‘What about the dwarfs when they get old?’ inquired the landlord.

‘The older a dwarf is, the better worth he is,’ returned Mr Vuffin; ‘a grey-headed dwarf, well wrinkled, is beyond all suspicion. But a giant weak in the legs and not standing upright!—keep him in the carawan, but never show him, never show him, for any persuasion that can be offered.’

While Mr Vuffin and his two friends smoked their pipes and beguiled the time with such conversation as this, the silent gentleman sat in a warm corner, swallowing, or seeming to swallow, sixpennyworth of halfpence for practice, balancing a feather upon his nose, and rehearsing other feats of dexterity of that kind, without paying any regard whatever to the company, who in their turn left him utterly unnoticed. At length the weary child prevailed upon her grandfather to retire, and they withdrew, leaving the company yet seated round the fire, and the dogs fast asleep at a humble distance.
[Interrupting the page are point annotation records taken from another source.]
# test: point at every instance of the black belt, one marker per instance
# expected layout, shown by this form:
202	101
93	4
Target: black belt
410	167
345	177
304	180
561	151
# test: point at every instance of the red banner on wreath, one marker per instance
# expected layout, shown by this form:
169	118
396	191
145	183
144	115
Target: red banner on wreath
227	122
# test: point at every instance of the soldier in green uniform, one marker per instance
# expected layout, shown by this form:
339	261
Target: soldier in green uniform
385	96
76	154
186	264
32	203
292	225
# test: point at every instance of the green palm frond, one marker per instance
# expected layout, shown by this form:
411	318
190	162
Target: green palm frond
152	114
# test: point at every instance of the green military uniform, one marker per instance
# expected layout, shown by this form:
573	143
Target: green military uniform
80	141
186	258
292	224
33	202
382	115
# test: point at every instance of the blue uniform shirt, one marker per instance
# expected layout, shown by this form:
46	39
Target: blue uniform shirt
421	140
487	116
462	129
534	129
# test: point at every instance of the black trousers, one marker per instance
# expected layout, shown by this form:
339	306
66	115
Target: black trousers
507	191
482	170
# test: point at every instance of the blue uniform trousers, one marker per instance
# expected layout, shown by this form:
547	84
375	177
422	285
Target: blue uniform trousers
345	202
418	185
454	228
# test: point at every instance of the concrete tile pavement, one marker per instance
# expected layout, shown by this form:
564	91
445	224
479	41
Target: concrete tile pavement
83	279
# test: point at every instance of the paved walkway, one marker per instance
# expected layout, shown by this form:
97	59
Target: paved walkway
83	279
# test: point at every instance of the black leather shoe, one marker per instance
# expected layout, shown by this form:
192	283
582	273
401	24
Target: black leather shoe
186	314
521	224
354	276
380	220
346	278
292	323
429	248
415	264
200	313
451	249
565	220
After bidding the old man good night, Nell retired to her poor garret, but had scarcely closed the door, when it was gently tapped at. She opened it directly, and was a little startled by the sight of Mr Thomas Codlin, whom she had left, to all appearance, fast asleep down stairs.

‘What is the matter?’ said the child.

‘Nothing’s the matter, my dear,’ returned her visitor. ‘I’m your friend. Perhaps you haven’t thought so, but it’s me that’s your friend—not him.’

‘Not who?’ the child inquired.

‘Short, my dear. I tell you what,’ said Codlin, ‘for all his having a kind of way with him that you’d be very apt to like, I’m the real, open-hearted man. I mayn’t look it, but I am indeed.’

The child began to be alarmed, considering that the ale had taken effect upon Mr Codlin, and that this commendation of himself was the consequence.

‘Short’s very well, and seems kind,’ resumed the misanthrope, ‘but he overdoes it. Now I don’t.’